Dépassant le problème de la seule production d’électricité, un barrage est construit ensuite à Puyvalador pour régulariser le cours de la rivière, très demandé par les agriculteurs pour l’irrigation, et permettant aussi d’exploiter par d’autres usines toute la haute vallée de l’Aude. Ce barrage poids, le seul à cette date barrant une vallée des Pyrénées, permet une retenue de 10 millions de m3 et est inauguré en 1928 par le Président de la République Gaston Doumergue, le premier discours étant celui de Joachim Estrade, accueillant les invités.
En 1936, les usines installées développaient une puissance de 44000cv et alimentaient par 3000km de lignes haute tension, 425 communes et 400000 habitants. On ne peut oublier, qu’en plus d’être un chef d’entreprise, Joachim Estrade a été vice-président en 1921 puis de 1924 à sa mort en 1936, président de la Chambre de Commerce de Carcassonne. Au delà des réalisations techniques telles que le ” poteau noir ” ou ” poteau Estrade “, obtenu par imprégnation de créosote, ce qui l’amène à s’inquiéter de la gestion des forêts, il a des vues d’ensemble de l’économie régionale où il s’impose rapidement. Il est d’ailleurs vice-président de la 10e Région économique. Il est soucieux des problèmes des agriculteurs ; il est un des premiers administrateurs de la Caisse Régionale du Crédit Agricole et en 1914, il offre à la Banque de France la signature de sa Société pour garantir un emprunt des vignerons. Il soutient la création d’une fromagerie coopérative à Saissac et contribue à créer le Frigorifique de Nissan , destiné à la fabrication du jus de raisin frais, pour écouler la surproduction viticole. Il crée enfin en 1920 la Société d’Electro-Motoculture pour vulgariser l’emploi de l’électricité à la ferme.
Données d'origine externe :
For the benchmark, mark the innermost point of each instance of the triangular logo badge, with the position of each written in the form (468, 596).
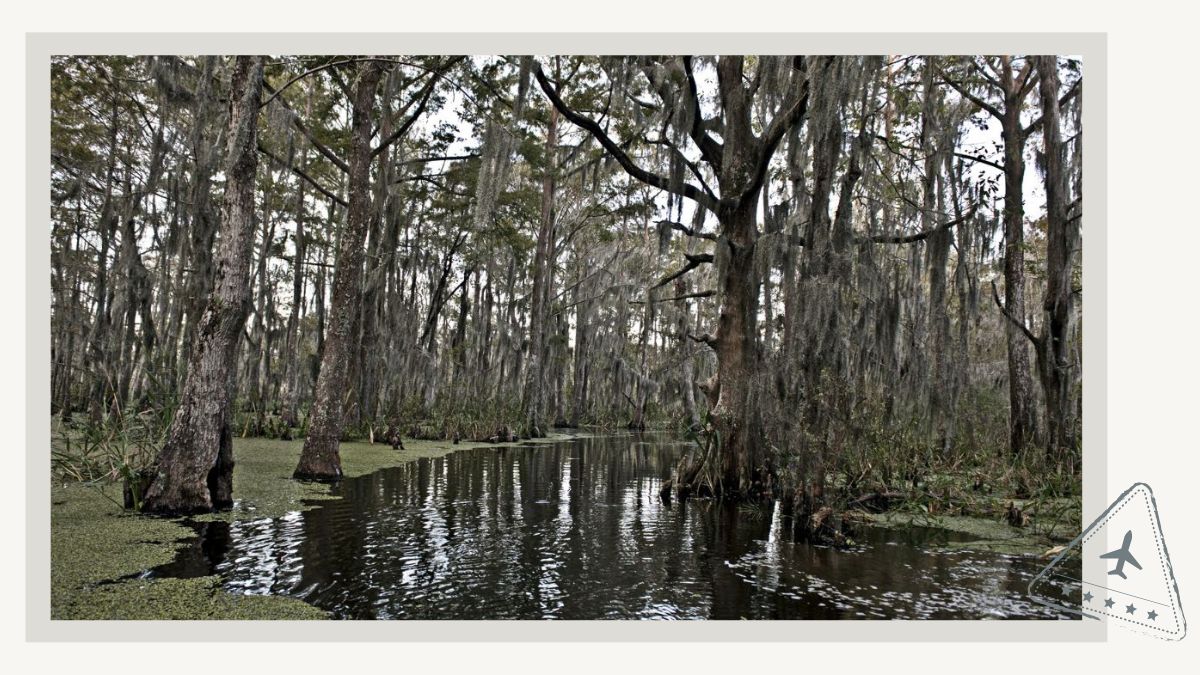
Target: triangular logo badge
(1127, 575)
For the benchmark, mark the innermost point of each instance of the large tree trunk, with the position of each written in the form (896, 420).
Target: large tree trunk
(195, 470)
(1021, 416)
(1055, 358)
(543, 269)
(737, 356)
(319, 459)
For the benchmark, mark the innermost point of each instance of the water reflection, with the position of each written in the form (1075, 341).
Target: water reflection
(575, 531)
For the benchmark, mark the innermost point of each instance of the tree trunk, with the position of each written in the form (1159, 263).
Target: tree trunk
(195, 470)
(1062, 234)
(1021, 416)
(319, 459)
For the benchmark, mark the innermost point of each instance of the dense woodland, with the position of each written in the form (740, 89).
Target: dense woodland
(832, 272)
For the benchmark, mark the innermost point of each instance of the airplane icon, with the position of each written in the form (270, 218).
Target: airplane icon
(1122, 556)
Il a acquis la réputation d’un ” patron social ” en créant au sein de sa Société , dès 1904, une caisse de prévoyance et d’assurance, puis de congés payés et des aides pour les études des enfants de ses employés. Veuf sans enfant, il épouse en 1926 Jeanne Marguerite Vinceneau qui avait deux enfants d’un premier mariage et dont il aura un fils, René. L’épouse de celui-ci, Céline Estrade, se souvient très bien de son beau-père et le décrit comme quelqu’un qui n’était pas seulement un ingénieur, mais aussi un commerçant et un homme d’entreprise aux vues très larges. Quelque temps avant sa mort, il épaule son fils qui reprend l’entreprise. Sa vie a été consacrée essentiellement au travail ; quand il prenait quelques vacances, c’était dans la propriété qu’il avait acquise dans l’Aude, entre St Denis et Saissac. Joachim Estrade est décédé le 13 février 1936 et est inhumé à Caunes Minervois. Il était Officier de la Légion d’honneur. Une rue porte son nom à Carcassonne et un monument rappelle son souvenir à Puyvalador.